The Routine Load job is set to 300000 max_error_number the same as the error detection window, which is expected to ignore all error data, but when it is found that the error data consumed in Kafka is actually used, it will be stuck and cannot continue to consume data in the future #41333

Closed wypzj closed 1 week ago

wypzj commented 6 months ago

the same code, in doris without any problem.......

Steps to reproduce the behavior (Required)

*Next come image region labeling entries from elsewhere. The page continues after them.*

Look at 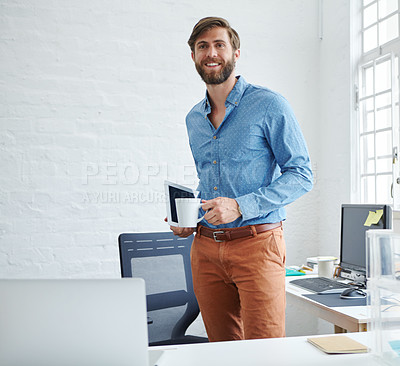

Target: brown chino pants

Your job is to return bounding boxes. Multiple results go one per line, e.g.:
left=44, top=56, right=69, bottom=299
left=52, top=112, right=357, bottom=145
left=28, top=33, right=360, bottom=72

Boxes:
left=191, top=227, right=286, bottom=342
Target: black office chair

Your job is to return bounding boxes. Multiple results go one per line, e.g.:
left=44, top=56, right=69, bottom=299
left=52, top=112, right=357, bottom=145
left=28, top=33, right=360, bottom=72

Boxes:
left=118, top=232, right=208, bottom=346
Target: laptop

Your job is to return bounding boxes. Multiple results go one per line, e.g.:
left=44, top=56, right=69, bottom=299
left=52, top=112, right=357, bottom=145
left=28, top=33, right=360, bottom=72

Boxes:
left=0, top=278, right=162, bottom=366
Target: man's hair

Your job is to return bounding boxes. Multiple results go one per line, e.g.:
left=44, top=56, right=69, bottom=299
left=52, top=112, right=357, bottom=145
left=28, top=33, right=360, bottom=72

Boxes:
left=188, top=17, right=240, bottom=53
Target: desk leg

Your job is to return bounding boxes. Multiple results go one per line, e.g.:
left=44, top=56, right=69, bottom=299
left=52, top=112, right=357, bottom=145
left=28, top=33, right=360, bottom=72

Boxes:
left=335, top=325, right=347, bottom=334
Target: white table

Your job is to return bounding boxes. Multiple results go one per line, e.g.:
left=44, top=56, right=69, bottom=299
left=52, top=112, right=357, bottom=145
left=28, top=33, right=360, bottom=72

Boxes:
left=151, top=332, right=379, bottom=366
left=286, top=276, right=370, bottom=333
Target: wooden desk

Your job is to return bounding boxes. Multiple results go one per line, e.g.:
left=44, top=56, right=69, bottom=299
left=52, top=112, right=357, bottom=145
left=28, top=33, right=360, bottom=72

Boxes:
left=286, top=276, right=370, bottom=333
left=150, top=332, right=380, bottom=366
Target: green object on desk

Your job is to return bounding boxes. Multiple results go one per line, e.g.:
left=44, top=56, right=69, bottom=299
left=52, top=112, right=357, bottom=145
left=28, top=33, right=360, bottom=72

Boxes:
left=286, top=268, right=305, bottom=276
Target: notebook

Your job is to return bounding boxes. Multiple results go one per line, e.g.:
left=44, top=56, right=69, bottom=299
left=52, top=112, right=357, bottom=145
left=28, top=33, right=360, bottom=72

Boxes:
left=0, top=278, right=161, bottom=366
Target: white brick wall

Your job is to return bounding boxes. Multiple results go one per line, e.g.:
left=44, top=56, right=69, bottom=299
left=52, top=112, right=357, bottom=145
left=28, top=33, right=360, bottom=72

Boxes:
left=0, top=0, right=346, bottom=288
left=0, top=0, right=349, bottom=334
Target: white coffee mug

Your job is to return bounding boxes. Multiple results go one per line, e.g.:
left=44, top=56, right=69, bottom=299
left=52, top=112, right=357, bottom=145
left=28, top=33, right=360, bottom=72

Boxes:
left=318, top=257, right=336, bottom=278
left=175, top=198, right=204, bottom=227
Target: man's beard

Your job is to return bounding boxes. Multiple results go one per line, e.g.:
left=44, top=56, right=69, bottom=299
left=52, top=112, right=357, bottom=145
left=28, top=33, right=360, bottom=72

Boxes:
left=195, top=55, right=235, bottom=85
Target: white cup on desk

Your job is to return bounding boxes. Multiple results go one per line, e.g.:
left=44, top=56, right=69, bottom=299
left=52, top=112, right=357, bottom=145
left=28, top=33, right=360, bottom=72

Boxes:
left=175, top=198, right=204, bottom=227
left=318, top=257, right=337, bottom=278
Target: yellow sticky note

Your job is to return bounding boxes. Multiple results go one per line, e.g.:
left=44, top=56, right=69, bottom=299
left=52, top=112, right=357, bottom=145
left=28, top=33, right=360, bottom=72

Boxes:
left=364, top=210, right=383, bottom=226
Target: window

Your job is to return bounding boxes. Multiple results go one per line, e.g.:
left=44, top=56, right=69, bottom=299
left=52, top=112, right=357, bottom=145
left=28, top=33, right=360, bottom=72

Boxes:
left=354, top=0, right=400, bottom=208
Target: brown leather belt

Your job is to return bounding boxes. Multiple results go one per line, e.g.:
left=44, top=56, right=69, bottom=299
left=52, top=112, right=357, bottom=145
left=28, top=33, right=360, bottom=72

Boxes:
left=197, top=222, right=282, bottom=243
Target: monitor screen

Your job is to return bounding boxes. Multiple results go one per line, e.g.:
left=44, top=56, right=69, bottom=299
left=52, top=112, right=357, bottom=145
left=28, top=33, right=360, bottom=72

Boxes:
left=340, top=204, right=392, bottom=274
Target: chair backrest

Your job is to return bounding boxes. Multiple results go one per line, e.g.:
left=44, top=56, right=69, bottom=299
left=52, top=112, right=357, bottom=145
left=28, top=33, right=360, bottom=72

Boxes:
left=119, top=232, right=199, bottom=345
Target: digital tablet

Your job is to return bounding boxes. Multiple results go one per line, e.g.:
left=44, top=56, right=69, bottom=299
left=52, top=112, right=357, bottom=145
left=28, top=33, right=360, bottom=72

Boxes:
left=164, top=180, right=199, bottom=226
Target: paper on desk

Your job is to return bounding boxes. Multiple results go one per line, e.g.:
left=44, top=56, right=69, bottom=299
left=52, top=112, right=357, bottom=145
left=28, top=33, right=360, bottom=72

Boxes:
left=307, top=336, right=368, bottom=353
left=364, top=210, right=383, bottom=226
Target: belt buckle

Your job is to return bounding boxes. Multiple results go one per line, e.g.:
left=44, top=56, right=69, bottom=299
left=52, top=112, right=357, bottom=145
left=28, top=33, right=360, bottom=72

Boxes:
left=213, top=231, right=225, bottom=243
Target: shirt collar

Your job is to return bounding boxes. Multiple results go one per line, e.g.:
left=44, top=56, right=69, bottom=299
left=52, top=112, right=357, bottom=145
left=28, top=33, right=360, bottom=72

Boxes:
left=203, top=75, right=247, bottom=112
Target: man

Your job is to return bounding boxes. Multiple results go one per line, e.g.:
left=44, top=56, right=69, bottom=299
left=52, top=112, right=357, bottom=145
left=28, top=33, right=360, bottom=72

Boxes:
left=171, top=17, right=312, bottom=341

create routine load crm_template_job on crm_template columns(id, name, ai_type, airobot_firm, airobot_id, params, tenant_id, keyword_group_id, robot_type, default_concurrency_count, industry_scene_id, art_template_id, dm_flag, status, latest_version, art_template_name, created_by, updated_by, open_dialect, dialogue_server, language_code, asr_vendor, tts_vendor, nlu_vendor, intent_library_id, language_info, recordist_id, recordist_name, recordist_phone, statics_switch, additional_recording_nums, additional_recordings, info_collect_config, info_collect_switch, broadcast_mode, template_product_id, template_product_name, extra_info, art_tag_ids, strategy_id) properties( "desired_concurrent_number"="3", "max_batch_interval" = "5", "max_batch_rows" = "300000", "max_error_number" = "300000", "max_batch_size" = "209715200", "strict_mode" = "false", "format" = "json", "json_root" = "$.after" ) FROM KAFKA ( "kafka_broker_list" = "", "kafka_topic" = "", "property.group.id" = "", "property.kafka_default_offsets" = "OFFSET_BEGINNING" );

the next is error log Error: Not found: unable to find key: $.after /build/starrocks/be/src/exec/json_parser.cpp:191 JsonFunctions::extract_from_object(*row, _root_paths, &val). Row: parser current location: {"before":{"id":5296,"name":null,"ai_type":null,"airobot_firm":null,"airobot_id":null,"params":"{}","tenant_id":0,"created_at":0,"updated_at":null,"keyword_group_id":null,"robot_type":1,"default_concurrency_count":0,"industry_scene_id":null,"art_template_id":null,"dm_flag":0,"status":0,"latest_version":null,"art_template_name":null,"created_by":null,"updated_by":null,"open_dialect":1,"dialogue_server":null,"language_code":null,"asr_vendor":null,"tts_vendor":null,"nlu_vendor":null,"intent_library_id":null,"language_info":null,"recordist_id":null,"recordist_name":null,"recordist_phone":null,"recordist_assign_time":null,"statics_switch":0,"additional_recordings":0,"additional_recording_nums":0,"info_collect_switch":0,"info_collect_config":null,"broadcast_mode":2,"template_product_id":null,"template_product_name":null,"extra_info":null,"art_tag_ids":null,"strategy_id":null},"after":null,"source":{"version":"1.9.7.Final","connector":"postgresql","name":"salesclue","ts_ms":1708249643580,"snapshot":"false","db":"jingle","sequence":"[\"46823027661504\",\"46823027661504\"]","schema":"public","table":"crm_template","txId":81580319,"lsn":46823027661504,"xmin":null},"op":"d","ts_ms":1708249644045,"transaction":null}

Expected behavior (Required)

routine load task ignore this data but not blocked

Real behavior (Required)

routine load task continue and ignore this data

StarRocks version (Required)

3.18

github-actions[bot] commented 3 weeks ago

We have marked this issue as stale because it has been inactive for 6 months. If this issue is still relevant, removing the stale label or adding a comment will keep it active. Otherwise, we'll close it in 10 days to keep the issue queue tidy. Thank you for your contribution to StarRocks!